I found a decent solution for this by utilizing Notion (I never got into notion due to too much point-click interface which doesn’t float my boat);
However, Notion provided good functionality to
a) import all of notes from EN into Notion and
b) Export from Notion to MD
c) Lastly, import or copy MD’s into my vaults folder.
And voilah! Except now I have been tediously processing these notes into something manageable and have finally come close to the light at the end of the tunnel!
I’ve created an app to help export from Evernote to Obsidian - I specifically wanted something that preserved my Evernote tag hierarchy (I have 12,000 notes, with a deep tag hierarchy).
I can already see from the above comments that I should include the Evernote note attributes such as lon/lat, location, author, etc in the front matter (I currently just have the tags). That will be next.
To be honest I didn’t look deeply into what was already there, I just wanted to create the perfect app for me (that might be useful for other people).
I wanted my complete tag hierarchy, which last time I checked wasn’t in the exported enex, which is why I talk to Evernote’s servers to download metadata (and optionally the content). I liked the idea of using symbolic links for tagged notes, so that the content wasn’t duplicated.
I also wanted something that was an app rather than a command line tool.
Finally I wanted to exercise my Swift and SwiftUI skills to build the app from scratch, although when I created my Windows version of the app I then converted my Swift code to C#.
I’m sorry if I upset you by creating something that is similar to your tool.

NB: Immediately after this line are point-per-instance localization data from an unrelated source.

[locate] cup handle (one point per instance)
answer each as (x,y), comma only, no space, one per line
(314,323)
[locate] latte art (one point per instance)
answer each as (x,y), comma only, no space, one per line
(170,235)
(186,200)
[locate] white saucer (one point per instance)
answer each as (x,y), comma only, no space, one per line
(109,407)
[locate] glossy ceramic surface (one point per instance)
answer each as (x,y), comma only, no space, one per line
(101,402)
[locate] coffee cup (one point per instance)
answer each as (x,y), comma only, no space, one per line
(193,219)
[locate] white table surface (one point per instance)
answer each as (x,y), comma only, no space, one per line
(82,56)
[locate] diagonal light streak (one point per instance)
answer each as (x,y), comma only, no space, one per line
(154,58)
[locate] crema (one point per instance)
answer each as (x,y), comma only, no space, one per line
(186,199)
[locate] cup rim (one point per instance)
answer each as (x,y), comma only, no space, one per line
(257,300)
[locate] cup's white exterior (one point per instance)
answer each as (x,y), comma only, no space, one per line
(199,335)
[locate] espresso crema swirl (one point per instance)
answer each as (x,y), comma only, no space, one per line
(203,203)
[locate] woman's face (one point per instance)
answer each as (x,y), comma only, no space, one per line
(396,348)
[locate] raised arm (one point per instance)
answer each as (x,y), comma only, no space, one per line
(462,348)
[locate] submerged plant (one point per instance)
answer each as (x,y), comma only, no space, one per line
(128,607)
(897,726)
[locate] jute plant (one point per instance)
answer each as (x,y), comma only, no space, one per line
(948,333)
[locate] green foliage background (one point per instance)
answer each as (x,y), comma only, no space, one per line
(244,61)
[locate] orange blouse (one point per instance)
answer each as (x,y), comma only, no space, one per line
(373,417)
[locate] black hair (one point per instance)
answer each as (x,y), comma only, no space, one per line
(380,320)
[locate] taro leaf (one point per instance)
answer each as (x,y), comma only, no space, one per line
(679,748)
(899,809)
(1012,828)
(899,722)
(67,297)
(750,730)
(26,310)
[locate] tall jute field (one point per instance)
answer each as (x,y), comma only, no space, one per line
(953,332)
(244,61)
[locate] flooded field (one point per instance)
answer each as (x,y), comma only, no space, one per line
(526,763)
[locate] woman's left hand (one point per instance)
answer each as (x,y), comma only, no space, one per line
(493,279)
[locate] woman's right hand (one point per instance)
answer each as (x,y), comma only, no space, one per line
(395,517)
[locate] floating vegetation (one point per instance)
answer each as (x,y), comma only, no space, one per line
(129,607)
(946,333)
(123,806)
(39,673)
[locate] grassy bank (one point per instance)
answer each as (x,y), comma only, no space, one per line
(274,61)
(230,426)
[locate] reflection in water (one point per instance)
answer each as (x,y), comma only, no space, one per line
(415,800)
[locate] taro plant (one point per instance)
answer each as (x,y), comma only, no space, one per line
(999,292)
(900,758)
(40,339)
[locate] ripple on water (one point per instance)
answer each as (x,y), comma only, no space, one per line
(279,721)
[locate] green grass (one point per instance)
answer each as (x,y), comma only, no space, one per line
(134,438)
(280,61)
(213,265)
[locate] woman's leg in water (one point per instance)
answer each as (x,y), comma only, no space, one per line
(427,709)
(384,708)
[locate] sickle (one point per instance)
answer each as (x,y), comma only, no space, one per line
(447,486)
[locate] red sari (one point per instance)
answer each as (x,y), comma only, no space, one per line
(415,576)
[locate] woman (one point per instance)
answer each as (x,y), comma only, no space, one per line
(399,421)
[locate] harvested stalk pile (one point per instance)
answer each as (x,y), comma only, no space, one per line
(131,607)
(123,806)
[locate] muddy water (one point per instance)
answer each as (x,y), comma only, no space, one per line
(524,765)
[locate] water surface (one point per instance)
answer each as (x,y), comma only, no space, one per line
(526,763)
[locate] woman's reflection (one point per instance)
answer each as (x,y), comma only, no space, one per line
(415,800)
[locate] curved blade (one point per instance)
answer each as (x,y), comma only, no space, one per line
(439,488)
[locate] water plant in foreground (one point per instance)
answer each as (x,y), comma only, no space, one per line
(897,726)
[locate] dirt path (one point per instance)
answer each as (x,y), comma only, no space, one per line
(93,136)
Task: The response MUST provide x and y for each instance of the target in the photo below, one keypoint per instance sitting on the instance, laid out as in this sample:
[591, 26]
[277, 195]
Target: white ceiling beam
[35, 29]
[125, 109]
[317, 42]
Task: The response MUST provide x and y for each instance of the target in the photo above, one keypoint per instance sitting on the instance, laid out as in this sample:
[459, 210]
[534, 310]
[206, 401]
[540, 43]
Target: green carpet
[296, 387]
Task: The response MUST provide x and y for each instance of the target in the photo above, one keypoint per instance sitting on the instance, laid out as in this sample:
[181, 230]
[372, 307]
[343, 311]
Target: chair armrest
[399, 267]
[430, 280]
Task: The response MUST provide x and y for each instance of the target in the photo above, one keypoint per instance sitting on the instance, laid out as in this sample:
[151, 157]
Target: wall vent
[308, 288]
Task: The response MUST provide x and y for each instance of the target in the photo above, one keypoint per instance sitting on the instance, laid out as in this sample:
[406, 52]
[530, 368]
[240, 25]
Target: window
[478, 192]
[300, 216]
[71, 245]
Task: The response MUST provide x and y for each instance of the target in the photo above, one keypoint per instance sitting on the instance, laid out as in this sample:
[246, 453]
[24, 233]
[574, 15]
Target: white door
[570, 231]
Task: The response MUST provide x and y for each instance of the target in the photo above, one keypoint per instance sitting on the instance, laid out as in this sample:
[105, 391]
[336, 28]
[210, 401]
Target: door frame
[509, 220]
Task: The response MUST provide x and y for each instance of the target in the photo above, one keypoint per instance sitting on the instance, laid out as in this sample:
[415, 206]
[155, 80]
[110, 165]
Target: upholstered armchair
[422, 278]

One other thing: ExportNote maintains a sqlite database of what has already been synced, meaning if you subsequently create or update a note in Evernote and re-run the sync, only those changes are regenerated as markdown or HTML, which will be almost instant.
The idea is that you can continue using Evernote, and ExportNote will continuously keep your markdown and/or html files up to date.
This seems like an excellent tool for my applications too. The synching would be helpful.
What I need is the meta information of Evernote notes with the tags and the note. I think older apps were around to do this, but I like your use of sqlite. When do you see including note meta information in the export?